Cable / Telecom News

TPIA: All eyes on CRTC after top court turns away wholesale rate appeal


By Ahmad Hathout

OTTAWA – The Supreme Court of Canada will not hear a big telecom appeal about the alleged incorrectness of the CRTC’s decision to reduce the cost for internet capacity purchased by smaller service providers.

The decision, announced Thursday, exhausts the legal routes for a challenge of the August 2019 rates that dramatically reduced the amount that smaller providers would need to spend to purchase network capacity from the larger players. The rates were never implemented because it was almost instantly appealed to the federal government, the courts, and the CRTC, which granted a pause on its own decision pending a second look (a.k.a. Review & Vary).

The SCC does not give reasons for why it allows or denies a leave to appeal application.

What’s left now is a new set of final rates to be delivered by the CRTC.

The Competitive Network Operators Consortium (CNOC), an organization that represents third party internet access (TPIA) providers and other independent operators, said in a statement Thursday: “We urge the Commission to stand behind the Order [and] recognize, as the [appeal court] did, the incumbents’ thinly-veiled attempt at delay.”

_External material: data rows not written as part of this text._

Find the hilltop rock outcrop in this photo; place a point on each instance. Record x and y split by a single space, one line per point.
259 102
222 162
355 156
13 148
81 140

The organization is also asking the regulator to quickly announce a decision on the R&V, force the final wholesale rates on the large players, and provide the roughly $325 million in retroactive fees the CRTC ordered the big players must give back to the TPIA players to make up the difference between the interim rates set in 2016 and the final rates announced in the summer of 2019.

“Competitors have been under incredible strain as a result of the delayed (to the very last minute on every limitation period) implementation of the Order’s just and reasonable rates,” CNOC said in its statement. “As a consequence of not receiving Commission-determined refunds, and continuing to pay inflated interim rates, competitors are in a severely weakened, dire state, leaving aside our inability to access incumbents’ FTTP, which is the subject of our outstanding, emergency application.”

In an interview, head of CNOC Matt Stein said the decision means the time for lower wholesale rates is near and although the decision for those rates ultimately rests in the hands of the CRTC, Stein said the long road that led to this point will have meant something because the large carriers may think twice about going the court route if they decide to challenge the CRTC’s second decision in the matter.

That’s especially so, Stein said, because the Federal Court was emphatic about its decision against the large carrier arguments: it was of dubious merit, wasn’t worth hearing and warranted the return of the respondents legal fees at the SCC.

Jean-Philippe Béïque, CEO of small Quebec-based internet service provider Ebox, said in a statement that the decision is “very important,” paves the road for a competitive future for internet rates, and “puts an end to the legal manipulation of the system.”

“Now all eyes are on Ottawa and the CRTC, which must lift the suspension of its own decision.” – Jean-Philippe Béïque, Ebox

“Now all eyes are on Ottawa and the CRTC, which must lift the suspension of its own decision,” he said.

While the federal government said in response to petitions that the rate in some instances would reduce investments in networks, the Federal Court of Appeal ruled that the regulator took into consideration policy considerations that fulfilled its obligation under the Telecommunications Act.

The large carriers including Rogers, Bell, Shaw, and Quebecor said in court submissions they were hoping to get a clarification about the new December 2019 Vavilov ruling, which gives courts greater latitude to make determinations on correct applications of the law rather than defer to a regulator’s ability to make decisions on reasonableness.

They argued that they weren’t sure how the lower court extrapolated a policy line of reasoning from the CRTC’s decision. The challengers argued that a list of links to previous policy decisions does not give a full explanation about how the regulator reasoned through the decision, which they said they are owed.

“The leave application of the cable carriers raised significant administrative law issues that called for guidance from the Supreme Court of Canada,” Kent Thomson, the large cable companies’ lead lawyer on the case, said in a statement.

“While the cable carriers are disappointed with the court’s decision not to hear their case, they respect it. Today’s development does not affect, and is completely distinct from, the CRTC’s review of its Order from August 2019 establishing wholesale rates that the cable carriers are permitted to charge to resellers for high speed internet services. The CRTC’s review of its Order remains pending.”

Bell spokesman Nathan Gibson said in an emailed statement that the company is “disappointed in the Court’s decision,” but noted “the wholesale rates at issue remain under review by the CRTC, guided by the federal cabinet’s direction that the original rates were too low. We look forward to seeing the outcome of that process in the near future.”

What’s now up in the air is when the CRTC releases the R&V decision – and as they had done when the August 2019 rates were released, Stein said his members are ready to lower their prices for customers when the regulator pulls the trigger for a second time.